I was listening to a podcast a few weeks ago and the interviewee said she had been convicted to listen to what others were really saying instead of hearing what she wanted to respond to.
That really got me thinking. How often do I ‘listen’ to what others are telling me but my mind is actually focused on all the things I'm going to say once they stop talking? We've all had moments that run like this: ‘Oh, they're talking about hiking. I can tell them about the time I went to so-and-so and hiked that steep trail. It was definitely worse than anything they are describing.’ And in the process of thinking about and framing our story, we completely miss what the other person was communicating.
When we are busy formulating how we want to respond before the person has even finished, we are making ourselves more important then anything the other person could be telling us. But when we really listen to others and our aim is to help them, sometimes we don't need to say anything. Sometimes the person that is sharing with us merely needs to share. She doesn't need to hear a lesson based on our experience. She doesn't need to know that we are experts in what she is going through. Often people need a sounding board or they just need to know that someone is there and that you will be praying and that you are willing to listen.
In James 1:19, it says, 'Know this, my beloved brothers: let every person be quick to hear, slow to speak, slow to anger.' We seem to use this verse more in terms of not responding in anger. If we are slow to anger and slow to speak, we are less likely to say something out of anger. But I think that we cannot discount the part of the verse that says to be quick to hear. We are becoming a society that does not like to listen to others. We prefer to listen to ourselves, to our own ideas, to our own thoughts. And yet James tells us in that verse we need to be quick — even eager — to listen to what others have to say and we should be slow and thoughtful in the response that we give.
Truly listening to someone not only takes practice; it also takes time. I admit sometimes I'm trying to hurry a conversation along by finishing sentences and summing up in my words what I believe the other person is trying to say. We think we are aiding the conversation but in reality, we are being selfish by not letting the person we are speaking to completely explain himself. There is an epidemic in our society of people hearing what they want to hear or what they expect someone to say in order to prove their point or their point of view. We see this constantly in the political landscape.

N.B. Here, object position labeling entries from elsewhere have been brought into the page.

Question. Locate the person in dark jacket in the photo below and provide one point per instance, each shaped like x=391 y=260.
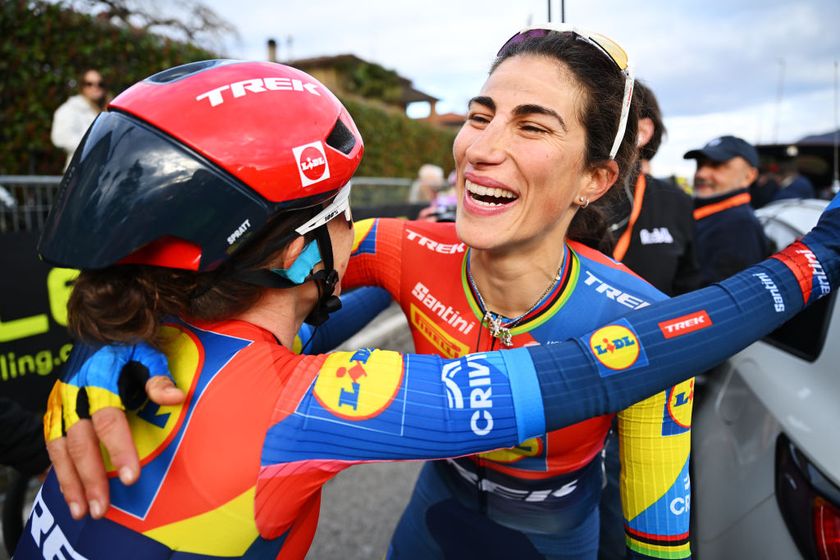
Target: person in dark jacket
x=655 y=229
x=655 y=238
x=729 y=236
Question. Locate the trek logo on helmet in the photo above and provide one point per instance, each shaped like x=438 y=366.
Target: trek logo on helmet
x=257 y=85
x=312 y=163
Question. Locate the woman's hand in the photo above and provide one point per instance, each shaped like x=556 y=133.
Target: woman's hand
x=86 y=408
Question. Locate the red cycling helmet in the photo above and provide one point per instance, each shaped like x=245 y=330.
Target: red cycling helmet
x=190 y=163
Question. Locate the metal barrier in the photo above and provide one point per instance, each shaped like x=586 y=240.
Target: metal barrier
x=25 y=200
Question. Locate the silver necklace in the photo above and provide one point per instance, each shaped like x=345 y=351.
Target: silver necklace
x=493 y=321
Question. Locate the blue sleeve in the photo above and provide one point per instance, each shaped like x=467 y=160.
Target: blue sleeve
x=358 y=308
x=661 y=345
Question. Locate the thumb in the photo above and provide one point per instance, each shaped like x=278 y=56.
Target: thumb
x=162 y=390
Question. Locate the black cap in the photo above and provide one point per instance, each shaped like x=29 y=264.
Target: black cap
x=725 y=148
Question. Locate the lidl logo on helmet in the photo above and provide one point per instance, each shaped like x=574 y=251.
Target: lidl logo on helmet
x=616 y=348
x=312 y=163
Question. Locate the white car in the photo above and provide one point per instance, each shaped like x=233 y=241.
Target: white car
x=766 y=432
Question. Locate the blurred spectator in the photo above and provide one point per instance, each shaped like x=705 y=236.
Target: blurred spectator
x=7 y=200
x=444 y=205
x=655 y=230
x=429 y=181
x=22 y=439
x=729 y=237
x=792 y=184
x=72 y=119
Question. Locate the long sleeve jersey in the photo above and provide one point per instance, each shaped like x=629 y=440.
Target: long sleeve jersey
x=236 y=471
x=538 y=485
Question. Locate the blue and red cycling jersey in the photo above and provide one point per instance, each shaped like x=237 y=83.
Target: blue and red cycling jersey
x=237 y=470
x=532 y=487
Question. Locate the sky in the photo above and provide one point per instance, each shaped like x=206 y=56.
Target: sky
x=764 y=70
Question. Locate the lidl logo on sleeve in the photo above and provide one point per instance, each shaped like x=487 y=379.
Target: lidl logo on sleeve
x=359 y=385
x=616 y=348
x=678 y=404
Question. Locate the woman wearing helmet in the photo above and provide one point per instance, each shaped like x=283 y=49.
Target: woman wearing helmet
x=323 y=413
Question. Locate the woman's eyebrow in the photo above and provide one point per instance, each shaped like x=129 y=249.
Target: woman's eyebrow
x=531 y=109
x=483 y=100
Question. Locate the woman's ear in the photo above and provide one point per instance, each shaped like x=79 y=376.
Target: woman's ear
x=292 y=252
x=646 y=128
x=599 y=180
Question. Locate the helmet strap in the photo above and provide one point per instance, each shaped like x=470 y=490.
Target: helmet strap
x=326 y=280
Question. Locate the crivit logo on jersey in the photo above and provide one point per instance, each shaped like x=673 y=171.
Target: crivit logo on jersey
x=445 y=312
x=443 y=248
x=312 y=163
x=474 y=372
x=359 y=385
x=616 y=348
x=676 y=418
x=685 y=324
x=614 y=294
x=256 y=85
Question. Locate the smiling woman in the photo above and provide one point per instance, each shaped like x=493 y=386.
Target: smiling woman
x=547 y=138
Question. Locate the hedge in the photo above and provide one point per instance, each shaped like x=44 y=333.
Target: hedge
x=45 y=46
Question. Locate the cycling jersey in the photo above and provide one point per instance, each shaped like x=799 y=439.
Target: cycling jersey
x=545 y=485
x=237 y=470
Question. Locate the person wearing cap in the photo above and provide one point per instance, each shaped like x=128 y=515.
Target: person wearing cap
x=729 y=236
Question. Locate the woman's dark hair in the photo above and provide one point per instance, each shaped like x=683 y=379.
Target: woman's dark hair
x=602 y=84
x=125 y=304
x=649 y=109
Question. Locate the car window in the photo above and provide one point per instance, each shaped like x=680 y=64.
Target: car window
x=804 y=335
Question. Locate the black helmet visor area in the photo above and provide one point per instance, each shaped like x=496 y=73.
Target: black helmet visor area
x=130 y=185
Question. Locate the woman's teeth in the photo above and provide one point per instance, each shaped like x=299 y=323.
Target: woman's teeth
x=489 y=196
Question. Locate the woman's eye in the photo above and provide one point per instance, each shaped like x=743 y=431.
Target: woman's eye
x=533 y=128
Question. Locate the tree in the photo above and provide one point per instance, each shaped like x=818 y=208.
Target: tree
x=189 y=21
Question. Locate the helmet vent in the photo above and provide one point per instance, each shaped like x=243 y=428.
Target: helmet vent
x=341 y=138
x=183 y=71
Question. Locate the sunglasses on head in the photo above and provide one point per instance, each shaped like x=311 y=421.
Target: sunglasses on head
x=605 y=45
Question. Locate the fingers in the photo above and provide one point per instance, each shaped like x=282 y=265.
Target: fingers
x=112 y=430
x=83 y=452
x=162 y=390
x=68 y=478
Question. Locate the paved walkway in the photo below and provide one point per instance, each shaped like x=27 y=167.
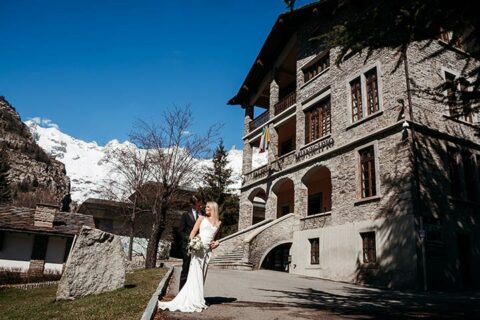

But as Christians we should hold ourselves to a higher standard. Jesus demonstrated compassion to those he ministered to and we do not know how to be compassionate and what a person's needs are if we are not first willing to sit next to her and listen to her needs. Sometimes we think listening must equal doing. If we hear of someone's problem, we are obligated to try and fix it. We need to become comfortable with hearing people's opinions, thoughts, and hurts, and not always trying to fix them. Sometimes the most loving thing we can do is offer an ear to listen without commentary and a shoulder for them to lean on when they need it and prayers that God will give them wisdom where others are lacking. It really is selfish and arrogant of us to believe we always must be dispensing of our wisdom.
This does not mean that we can never offer advice or that we should always stay silent in the face of others opinions. But we should strive to be more discerning in when and how our advice and opinion is handed out. If we become known as someone who loves to hear our own voice or who enjoys giving advice more than listening, then we will soon not have anyone come to us. Think about your own life. If you have someone that you go to hoping for a listening ear about a struggle and encouragement in prayer with you and instead she talks about how she has successfully navigated that issue and doesn't hear your concerns at all, how likely are you to go to her again? In this situation, we have limited who we can support and encourage by our attitude and lack of concern.
There is a time for everything. There is a time to give advice and there is a time to be silent. A time for us to share our experiences and a time for us to learn from others. We need to be discerning and gracious in how we handle each of these situations and in all things, they must be done and covered in love and prayer.